Tim has put in considerable effort of his own towards getting the Laverty team engaged. “It’s been a lot of walking and talking,” he says. “It’s less about emails – my step count has gone up to 10,000 steps a day and I’m not holding meetings and picking up the phone to ring office to office. I’m a CEO who sits and talks to people. There are small rewards here and there in getting out of the office regularly.
“I’ve found being authentic and talking to people about themselves is essential. Relating to people at their level and seeing things through their lens – that’s been the big thing for me. I want to understand what they do and why they do it within the role that they’re in. You need to be genuine and authentic.
“You need to seek help from people. Don’t be afraid to request it. If I don’t know something, I’ll bring the experts in to understand it or I’ll go and work in an area
to understand it.”
Tim’s ultimate ambition for Laverty is to create a culture that employees want to stay in. As younger generations shift towards the kind of career characterised by shorter periods in companies, Laverty’s CEO hopes to forge internal pathways for staff to move upwards.
“I’ve found being authentic and talking to people about themselves is essential.”
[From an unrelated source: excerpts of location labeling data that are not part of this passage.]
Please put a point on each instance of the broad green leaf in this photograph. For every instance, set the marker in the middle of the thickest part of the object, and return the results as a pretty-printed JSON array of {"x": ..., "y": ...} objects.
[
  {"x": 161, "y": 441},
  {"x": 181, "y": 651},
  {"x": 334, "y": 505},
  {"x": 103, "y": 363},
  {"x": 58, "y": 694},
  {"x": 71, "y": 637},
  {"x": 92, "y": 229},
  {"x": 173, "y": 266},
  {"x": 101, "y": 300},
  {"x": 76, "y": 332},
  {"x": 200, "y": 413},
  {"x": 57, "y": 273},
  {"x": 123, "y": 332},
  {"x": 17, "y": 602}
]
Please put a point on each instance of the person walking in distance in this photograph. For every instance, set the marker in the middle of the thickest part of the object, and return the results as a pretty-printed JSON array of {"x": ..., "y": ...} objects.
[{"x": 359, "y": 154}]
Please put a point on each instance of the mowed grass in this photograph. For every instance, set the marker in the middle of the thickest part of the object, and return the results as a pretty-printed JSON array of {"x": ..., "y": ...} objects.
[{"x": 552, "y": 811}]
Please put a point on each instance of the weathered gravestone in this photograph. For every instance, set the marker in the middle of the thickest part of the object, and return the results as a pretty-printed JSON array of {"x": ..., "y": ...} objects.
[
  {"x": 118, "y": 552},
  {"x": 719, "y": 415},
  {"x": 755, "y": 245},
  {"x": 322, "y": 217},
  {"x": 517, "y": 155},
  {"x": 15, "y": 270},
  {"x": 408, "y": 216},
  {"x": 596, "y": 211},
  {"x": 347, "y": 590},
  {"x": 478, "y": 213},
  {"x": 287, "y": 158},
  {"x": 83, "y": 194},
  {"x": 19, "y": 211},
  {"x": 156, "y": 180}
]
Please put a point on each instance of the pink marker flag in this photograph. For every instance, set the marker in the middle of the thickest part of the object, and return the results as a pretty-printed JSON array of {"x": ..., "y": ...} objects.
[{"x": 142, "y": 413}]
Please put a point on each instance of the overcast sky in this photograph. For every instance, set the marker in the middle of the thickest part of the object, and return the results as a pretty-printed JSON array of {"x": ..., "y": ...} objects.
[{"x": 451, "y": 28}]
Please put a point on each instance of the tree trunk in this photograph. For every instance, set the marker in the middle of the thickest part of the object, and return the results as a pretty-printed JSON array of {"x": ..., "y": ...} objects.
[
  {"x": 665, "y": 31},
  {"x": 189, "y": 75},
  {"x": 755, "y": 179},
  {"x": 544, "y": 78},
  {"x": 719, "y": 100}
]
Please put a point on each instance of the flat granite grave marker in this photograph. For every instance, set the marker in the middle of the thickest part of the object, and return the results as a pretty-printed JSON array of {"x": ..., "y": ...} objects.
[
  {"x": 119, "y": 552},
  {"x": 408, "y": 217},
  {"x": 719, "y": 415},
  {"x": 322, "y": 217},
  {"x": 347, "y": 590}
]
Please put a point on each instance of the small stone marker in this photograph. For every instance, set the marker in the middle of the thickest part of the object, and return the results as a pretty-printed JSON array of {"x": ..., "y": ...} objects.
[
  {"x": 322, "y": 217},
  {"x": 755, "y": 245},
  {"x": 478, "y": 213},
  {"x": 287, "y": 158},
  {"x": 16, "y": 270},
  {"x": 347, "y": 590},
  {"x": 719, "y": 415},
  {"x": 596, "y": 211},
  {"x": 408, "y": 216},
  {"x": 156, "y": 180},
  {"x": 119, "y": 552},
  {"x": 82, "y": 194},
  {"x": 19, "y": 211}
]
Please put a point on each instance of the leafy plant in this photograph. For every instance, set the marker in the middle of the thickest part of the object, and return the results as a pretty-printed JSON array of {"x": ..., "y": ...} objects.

In fact, when he leaves the company, Tim wants someone within Laverty to become CEO, rather than bringing in external talent. The means by which he hopes to achieve this is through a robust training system. Tim believes Laverty will continue to be a success if it’s drawing graduates from TAFEs and universities, as well as clinical experts, while also getting doctors or specialists referring patients to Laverty.
But, most critically, he wants employees to see Laverty as more than just a training ground, with higher wages in the public sector. Tim wants them to stay for the enrichment and the work itself, and because they can see a pathway for growth and development, a heavy reduction of attrition will follow.
Tim’s efforts in transforming Laverty are crucial, given the life-saving services the pathology business provides. He’s quick to remind us that behind every cancer diagnosis is a pathology test and, while the complexity and level of involvement isn’t immediately apparent to the public, Tim is committed to continuing these crucial services.
As AI and automation transform the industry, Laverty must adjust to an evolving, low-growth market in New South Wales. “You need to be a lot smarter in the way that your workforce is put together, and you need to work out how to minimise your duplication and really drive profits in a low-growth market,” he says.
“It’s a heavily automated industry sector, and that requires partnerships with suppliers and forming genuine long-term, lifelong partnerships to exceed your competition.”